Electrophoretic mobility shift assay (EMSA) to assess BumR binding to promoter DNA.

A DNA fragment containing the peb3 promoter from −286 bases upstream to +35 downstream of the start codon was amplified by PCR. EMSAs were performed based on modification of a previously published protocol (49). Briefly, 0 to 1.5 μM of WT BumR in the presence or absence of 50 mM Li-AcP or Li-CP was incubated with ³²P-labelled DNA at 42°C for 20 min as indicated. After electrophoresis of samples on 5% acrylamide gels, DNA binding by BumR was analyzed by exposure of dried gels to a Typhoon FLA 9500 phosphorimager according to manufacturer’s instructions (Amersham Biosciences).

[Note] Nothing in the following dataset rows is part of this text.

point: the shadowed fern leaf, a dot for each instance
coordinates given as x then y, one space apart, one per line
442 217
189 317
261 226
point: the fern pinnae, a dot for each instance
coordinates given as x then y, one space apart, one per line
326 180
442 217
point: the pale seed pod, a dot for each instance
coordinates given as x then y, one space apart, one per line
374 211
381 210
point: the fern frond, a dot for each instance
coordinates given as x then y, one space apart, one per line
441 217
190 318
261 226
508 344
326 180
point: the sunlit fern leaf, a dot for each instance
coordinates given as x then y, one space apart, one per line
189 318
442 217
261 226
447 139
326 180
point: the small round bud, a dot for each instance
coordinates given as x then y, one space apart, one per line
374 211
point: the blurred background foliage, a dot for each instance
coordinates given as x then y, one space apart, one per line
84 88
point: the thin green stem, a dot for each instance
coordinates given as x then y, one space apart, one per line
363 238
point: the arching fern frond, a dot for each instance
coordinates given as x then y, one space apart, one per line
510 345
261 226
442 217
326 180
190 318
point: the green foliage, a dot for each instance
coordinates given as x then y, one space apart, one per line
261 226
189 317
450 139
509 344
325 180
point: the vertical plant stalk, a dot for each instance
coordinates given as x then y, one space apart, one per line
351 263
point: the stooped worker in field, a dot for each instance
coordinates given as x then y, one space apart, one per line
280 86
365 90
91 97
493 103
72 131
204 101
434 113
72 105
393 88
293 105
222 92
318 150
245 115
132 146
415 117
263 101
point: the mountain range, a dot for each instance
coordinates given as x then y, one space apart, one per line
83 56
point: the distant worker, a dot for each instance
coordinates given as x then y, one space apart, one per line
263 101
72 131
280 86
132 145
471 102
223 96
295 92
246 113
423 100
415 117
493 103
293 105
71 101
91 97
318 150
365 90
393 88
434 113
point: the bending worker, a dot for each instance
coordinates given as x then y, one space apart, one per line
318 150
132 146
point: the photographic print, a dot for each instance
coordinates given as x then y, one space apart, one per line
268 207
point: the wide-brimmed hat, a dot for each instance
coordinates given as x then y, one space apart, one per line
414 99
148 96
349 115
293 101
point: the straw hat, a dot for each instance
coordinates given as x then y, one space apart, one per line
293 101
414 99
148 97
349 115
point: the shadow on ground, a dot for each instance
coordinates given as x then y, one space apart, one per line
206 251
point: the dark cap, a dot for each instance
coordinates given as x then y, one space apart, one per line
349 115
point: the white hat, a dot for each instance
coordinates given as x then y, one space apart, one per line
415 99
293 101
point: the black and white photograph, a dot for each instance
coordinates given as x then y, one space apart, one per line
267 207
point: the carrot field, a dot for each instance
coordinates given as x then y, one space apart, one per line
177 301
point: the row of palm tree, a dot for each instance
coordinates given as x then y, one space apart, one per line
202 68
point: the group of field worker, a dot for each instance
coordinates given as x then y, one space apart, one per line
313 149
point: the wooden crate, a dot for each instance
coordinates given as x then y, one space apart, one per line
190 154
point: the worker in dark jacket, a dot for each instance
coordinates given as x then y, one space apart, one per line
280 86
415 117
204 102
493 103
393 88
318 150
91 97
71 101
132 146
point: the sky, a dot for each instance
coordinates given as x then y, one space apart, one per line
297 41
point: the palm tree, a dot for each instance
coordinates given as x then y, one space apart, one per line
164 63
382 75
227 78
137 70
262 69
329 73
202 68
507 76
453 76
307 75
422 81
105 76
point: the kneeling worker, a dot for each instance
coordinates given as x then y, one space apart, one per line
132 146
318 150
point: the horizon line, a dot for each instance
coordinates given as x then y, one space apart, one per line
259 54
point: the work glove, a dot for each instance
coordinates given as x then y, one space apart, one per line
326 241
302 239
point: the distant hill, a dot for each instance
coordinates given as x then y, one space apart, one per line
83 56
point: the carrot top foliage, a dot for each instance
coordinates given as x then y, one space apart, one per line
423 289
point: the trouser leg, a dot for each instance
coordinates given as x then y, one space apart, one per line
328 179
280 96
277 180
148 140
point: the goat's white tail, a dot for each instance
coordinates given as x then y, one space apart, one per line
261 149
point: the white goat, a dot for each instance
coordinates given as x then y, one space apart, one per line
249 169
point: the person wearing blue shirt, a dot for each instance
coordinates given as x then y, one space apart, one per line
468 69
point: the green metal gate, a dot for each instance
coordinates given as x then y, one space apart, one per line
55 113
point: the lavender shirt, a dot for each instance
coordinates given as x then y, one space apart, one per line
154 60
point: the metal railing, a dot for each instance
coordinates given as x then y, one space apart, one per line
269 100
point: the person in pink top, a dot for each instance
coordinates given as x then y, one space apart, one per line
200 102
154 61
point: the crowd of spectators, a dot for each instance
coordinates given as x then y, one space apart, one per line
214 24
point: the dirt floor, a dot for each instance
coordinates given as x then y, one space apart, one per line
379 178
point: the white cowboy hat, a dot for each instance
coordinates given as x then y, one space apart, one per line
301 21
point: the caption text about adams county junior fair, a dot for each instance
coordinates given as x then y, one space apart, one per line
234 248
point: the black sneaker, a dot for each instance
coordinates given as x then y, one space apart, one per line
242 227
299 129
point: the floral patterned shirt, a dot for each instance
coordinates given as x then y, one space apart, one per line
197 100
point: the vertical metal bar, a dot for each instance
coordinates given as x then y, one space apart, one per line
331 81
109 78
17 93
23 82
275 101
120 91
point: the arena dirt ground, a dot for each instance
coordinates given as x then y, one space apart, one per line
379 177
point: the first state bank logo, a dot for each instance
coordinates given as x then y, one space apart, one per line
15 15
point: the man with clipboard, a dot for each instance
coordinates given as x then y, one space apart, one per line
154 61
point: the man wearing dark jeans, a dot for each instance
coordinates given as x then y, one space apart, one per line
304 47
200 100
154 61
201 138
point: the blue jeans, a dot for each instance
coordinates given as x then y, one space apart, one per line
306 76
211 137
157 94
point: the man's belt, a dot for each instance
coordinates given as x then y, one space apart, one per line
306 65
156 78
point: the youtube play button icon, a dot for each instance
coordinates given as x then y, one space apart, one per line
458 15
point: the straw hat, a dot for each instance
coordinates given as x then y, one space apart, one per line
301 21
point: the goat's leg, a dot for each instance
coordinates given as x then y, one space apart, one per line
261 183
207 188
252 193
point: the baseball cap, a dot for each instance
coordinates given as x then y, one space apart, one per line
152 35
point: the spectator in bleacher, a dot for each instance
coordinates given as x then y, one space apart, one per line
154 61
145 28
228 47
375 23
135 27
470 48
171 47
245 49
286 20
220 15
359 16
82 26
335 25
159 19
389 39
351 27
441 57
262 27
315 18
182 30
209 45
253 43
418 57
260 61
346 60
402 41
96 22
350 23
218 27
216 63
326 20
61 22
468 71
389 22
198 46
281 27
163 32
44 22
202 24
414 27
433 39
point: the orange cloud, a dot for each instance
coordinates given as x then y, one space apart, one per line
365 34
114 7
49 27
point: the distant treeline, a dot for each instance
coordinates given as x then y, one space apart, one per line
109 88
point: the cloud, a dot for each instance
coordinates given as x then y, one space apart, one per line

Immunoblotting analysis of C. jejuni BumR.

After growing C. jejuni strains from frozen stocks, strains were restreaked on Brucella agar and grown for 16 h at 37 °C in microaerobic conditions. Cells were resuspended in PBS and diluted to OD₆₀₀ 0.8. For whole-cell lysates, 1 mL samples were centrifuged and washed once with 1 mL of PBS. Pellets were resuspended in 50 μl of 1x Laemmli buffer with 5% BME and boiled for 10 min. For detection of BumR, 7.5 μl of whole-cell lysate were separated on a 4-20% TGX gradient gels (Bio-Rad). For detection of RpoA, 12.5 μL of whole-cell lysate were separated similarly. Immunoblots were developed by first applying a 1:2000 dilution of M166 murine antisera for BumR and 1:2000 dilution of GP275 guinea pig antisera for RpoA to membranes for 2 h (49, 66). Appropriate horseradish peroxidase-conjugated goat antibodies at 1:5000 dilution were used as secondary antisera. Immunoblots were developed with a Western Lightning Plus ECL kit (Revvity) and imaged using the Bio-Rad ChemiDoc system.

Significance.

Bacterial TCSs are information-processing networks usually linking cue detection by sensor kinases to phosphorylation of response regulators to alter behavior. For Campylobacter jejuni BumSR, the BumS sensor functions only as a phosphatase, requiring the BumR response regulator to use non-cognate phosphodonor(s) to form P-BumR. We discovered that C. jejuni exploits AcP and CP from amino acid metabolism as in vivo BumR phosphodonors to expand types of cues processed by BumSR. BumS sensing gut metabolites and BumR sensing AcP and CP simultaneously inform about geographical locations and nutrient richness within intestinal niches for optimal colonization. Our findings may suggest how other sensor phosphatase-driven TCSs and orphan response regulators can use non-cognate phosphodonors to convey cellular and environmental information for signal transduction.

Data availability.

All protocols and data discussed in the paper are available in the main text and SI Appendix. All strains and plasmids generated in this report will be made promptly available to readers.